In 1875 the nominal capital of the Ottoman debt rose to 5,297,676,500 francs. The Ottoman Government, finding it impossible to pay the interest on the Government stocks, announced its decision on October 6, 1875, to give only one-half in cash in the future. The Imperial Ottoman Bank, which was practically under French control owing to the importance of the French capital invested in it, raised a protest on behalf of the bondholders.

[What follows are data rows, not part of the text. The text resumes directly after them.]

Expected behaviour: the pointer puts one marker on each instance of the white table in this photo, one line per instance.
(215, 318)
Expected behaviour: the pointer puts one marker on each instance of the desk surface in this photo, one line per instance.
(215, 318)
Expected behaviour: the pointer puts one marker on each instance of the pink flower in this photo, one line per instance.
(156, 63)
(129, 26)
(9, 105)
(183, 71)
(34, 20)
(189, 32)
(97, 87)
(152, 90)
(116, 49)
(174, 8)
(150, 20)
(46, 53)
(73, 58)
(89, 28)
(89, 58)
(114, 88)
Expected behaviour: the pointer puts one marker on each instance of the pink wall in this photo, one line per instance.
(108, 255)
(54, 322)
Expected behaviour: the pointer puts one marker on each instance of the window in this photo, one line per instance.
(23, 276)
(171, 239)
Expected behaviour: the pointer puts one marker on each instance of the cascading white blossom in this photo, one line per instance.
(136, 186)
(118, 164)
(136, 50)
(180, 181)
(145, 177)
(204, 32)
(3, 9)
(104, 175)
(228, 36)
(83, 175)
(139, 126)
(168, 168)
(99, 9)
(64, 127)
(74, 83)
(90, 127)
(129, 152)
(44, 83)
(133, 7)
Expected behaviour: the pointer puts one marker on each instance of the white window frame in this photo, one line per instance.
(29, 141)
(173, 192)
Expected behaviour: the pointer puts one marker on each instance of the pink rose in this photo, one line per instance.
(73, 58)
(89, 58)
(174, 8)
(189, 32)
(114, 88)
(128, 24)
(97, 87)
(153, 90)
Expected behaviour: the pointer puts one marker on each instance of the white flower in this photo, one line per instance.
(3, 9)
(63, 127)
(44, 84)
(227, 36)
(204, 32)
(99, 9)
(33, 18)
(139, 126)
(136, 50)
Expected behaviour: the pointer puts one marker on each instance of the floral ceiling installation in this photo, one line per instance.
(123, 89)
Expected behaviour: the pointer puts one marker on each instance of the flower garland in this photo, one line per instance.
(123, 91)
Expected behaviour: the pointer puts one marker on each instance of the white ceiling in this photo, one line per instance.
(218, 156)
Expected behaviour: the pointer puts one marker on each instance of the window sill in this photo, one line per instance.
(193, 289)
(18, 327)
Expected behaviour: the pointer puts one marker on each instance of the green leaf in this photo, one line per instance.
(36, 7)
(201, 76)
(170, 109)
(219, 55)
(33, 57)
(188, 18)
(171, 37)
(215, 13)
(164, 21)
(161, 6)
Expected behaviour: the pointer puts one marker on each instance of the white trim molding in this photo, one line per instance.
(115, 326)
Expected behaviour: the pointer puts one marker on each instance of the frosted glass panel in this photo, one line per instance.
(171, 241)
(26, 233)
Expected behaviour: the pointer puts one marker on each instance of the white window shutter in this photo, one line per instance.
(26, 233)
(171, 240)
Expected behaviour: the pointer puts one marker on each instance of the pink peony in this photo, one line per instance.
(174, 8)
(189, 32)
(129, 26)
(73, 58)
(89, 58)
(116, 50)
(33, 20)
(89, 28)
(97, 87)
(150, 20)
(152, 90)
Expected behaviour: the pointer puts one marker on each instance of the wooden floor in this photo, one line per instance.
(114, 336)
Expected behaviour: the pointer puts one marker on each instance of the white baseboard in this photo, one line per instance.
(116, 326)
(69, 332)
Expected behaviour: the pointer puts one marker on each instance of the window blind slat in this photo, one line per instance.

The Porte then agreed to make arrangements with the French, the Italians, the Austrians, the Germans, and the Belgians. The claims of the bondholders were laid before the plenipotentiaries who had met at Berlin to revise the preliminaries of San Stefano, and were sanctioned by the Berlin treaty signed on July 13, 1878. They had three chief objects: First, to secure the right of first mortgage which the creditors of the Empire held from the loans secured on the Russian war indemnity; secondly, to appoint the contributive share of the Ottoman debt incumbent on the provinces detached from the Empire; thirdly, to decide what was to be done to restore Turkish finance.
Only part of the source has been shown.